After years of tight supply, there are signs that the building industry’s systemic labor shortage is stabilizing.

But that doesn’t mean that there still isn’t a shortfall of thousands of workers in various markets across the country.

“Any given month, we are short anywhere between 300,000 to 400,000 construction workers,” said Robert Dietz, chief economist for the National Association of Home Builders. “It got worse in 2018 and worse in 2019.”

Since the Great Recession, homebuilders across the U.S. have struggled to come up with enough skilled workers to meet a growing demand for housing.

The labor shortage is one of the key factors the industry says has kept home starts below needed levels.
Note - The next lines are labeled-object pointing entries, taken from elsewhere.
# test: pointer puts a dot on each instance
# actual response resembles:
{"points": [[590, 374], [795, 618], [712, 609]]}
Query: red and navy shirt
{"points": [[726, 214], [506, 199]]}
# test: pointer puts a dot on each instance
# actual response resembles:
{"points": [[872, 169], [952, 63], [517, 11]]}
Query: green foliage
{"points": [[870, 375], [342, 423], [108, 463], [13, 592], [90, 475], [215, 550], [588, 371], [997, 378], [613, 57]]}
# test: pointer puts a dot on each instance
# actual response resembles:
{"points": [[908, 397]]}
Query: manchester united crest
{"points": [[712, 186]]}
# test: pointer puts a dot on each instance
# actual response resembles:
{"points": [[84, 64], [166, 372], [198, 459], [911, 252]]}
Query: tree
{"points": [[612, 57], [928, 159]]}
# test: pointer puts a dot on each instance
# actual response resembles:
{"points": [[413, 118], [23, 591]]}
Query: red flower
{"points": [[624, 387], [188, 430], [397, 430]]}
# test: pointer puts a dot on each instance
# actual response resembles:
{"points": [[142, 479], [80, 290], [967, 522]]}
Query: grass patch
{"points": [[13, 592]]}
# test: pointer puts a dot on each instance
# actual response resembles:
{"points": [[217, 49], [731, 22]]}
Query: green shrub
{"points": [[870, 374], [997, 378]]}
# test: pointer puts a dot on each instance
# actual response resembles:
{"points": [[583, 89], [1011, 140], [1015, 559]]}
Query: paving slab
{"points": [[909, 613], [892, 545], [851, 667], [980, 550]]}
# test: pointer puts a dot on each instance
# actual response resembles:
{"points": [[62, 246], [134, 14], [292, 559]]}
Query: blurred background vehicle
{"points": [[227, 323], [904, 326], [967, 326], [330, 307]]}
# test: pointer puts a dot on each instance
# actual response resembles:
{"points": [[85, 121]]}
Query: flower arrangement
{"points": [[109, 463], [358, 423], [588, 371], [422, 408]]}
“I think 2020 will be the year where the construction labor shortage doesn’t necessarily get better but stops getting worse,” Dietz said. “There are a huge number of efforts being undertaken by local home building associations, and some of those have started to pay off.”

At the home builders’ annual meeting this week in Las Vegas, a new effort was announced to bring in thousands of new workers.
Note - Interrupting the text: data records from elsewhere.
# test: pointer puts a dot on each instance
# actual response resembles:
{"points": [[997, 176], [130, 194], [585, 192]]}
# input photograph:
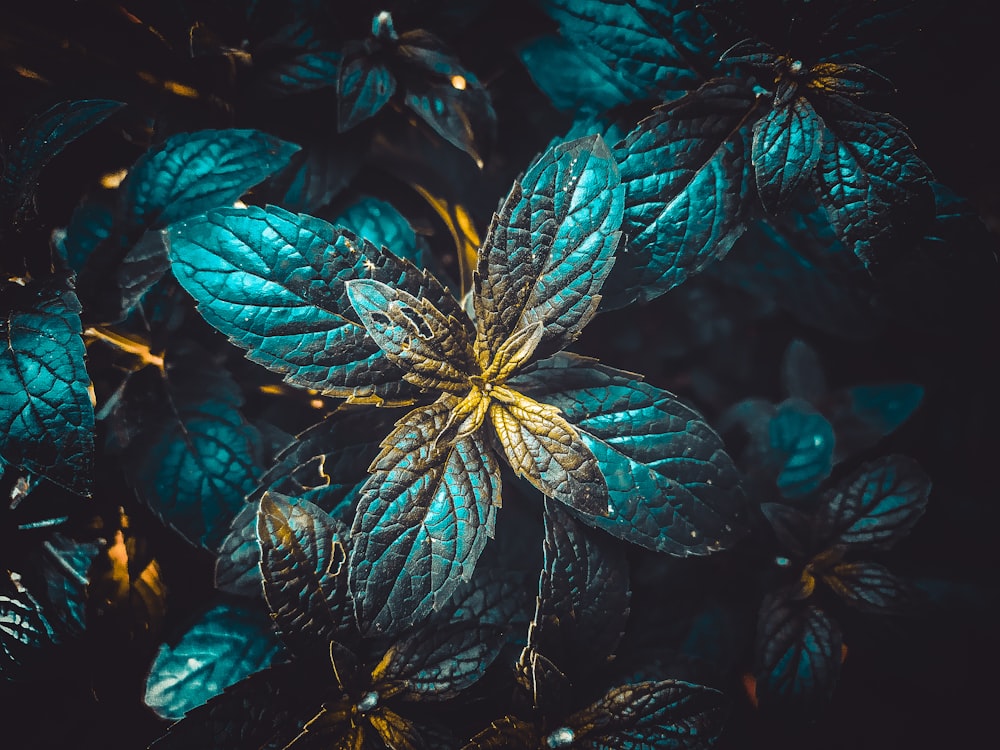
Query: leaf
{"points": [[546, 450], [193, 457], [433, 350], [660, 48], [364, 86], [870, 587], [305, 582], [190, 173], [876, 506], [422, 522], [786, 147], [683, 169], [42, 139], [803, 442], [439, 663], [228, 643], [23, 626], [798, 653], [583, 596], [326, 465], [446, 95], [550, 247], [274, 282], [574, 78], [868, 168], [382, 225], [673, 488], [46, 414], [667, 713]]}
The Home Builders Institute is teaming up with the Home Depot Foundation and the National Housing Endowment to provide an additional $700,000 for nationwide skilled construction trades education programs in high schools.

“The homebuilding industry faces a skilled trades gap,” said Home Building Institute president Ed Brady. “Yet the opportunity for rewarding careers in residential construction is limitless.

“Through this initiative, the home building industry continues to come together to create a skilled workforce for a new decade and beyond.”

The money for construction training programs will be distributed through hundreds of state and local homebuilders’ associations across the country, said John Ellington, director of the Home Depot Foundation charitable organization.

The Home Depot Foundation and the builders’ groups hope to train 20,000 tradespeople over 10 years.

“We are well on our way to executing that,” Ellington said. “Residential construction has entered a whole new era, an era that presents challenges and opportunities for this industry and the skilled trades workforce.”

Builders and construction companies say they still have trouble reaching young people while many school systems focus on college prep training and high-tech jobs.

Tighter immigration controls have also kept many potential workers out of the market.

“There is a negative perception that too many people still harbor against careers in our industry and the trades,” Brady said. “We must portray a skilled trade career path in residential construction as attractive to more young people throughout this county.

“We have a long way to go, but I do think we are starting to move the needle.”

Builders groups and the construction industry have been working with high schools, transitioning military, at-risk youth groups and juvenile justice centers to attract more people into building jobs.

“We are not making a huge impact because we are losing a lot of skilled labor in this country,” Brady said.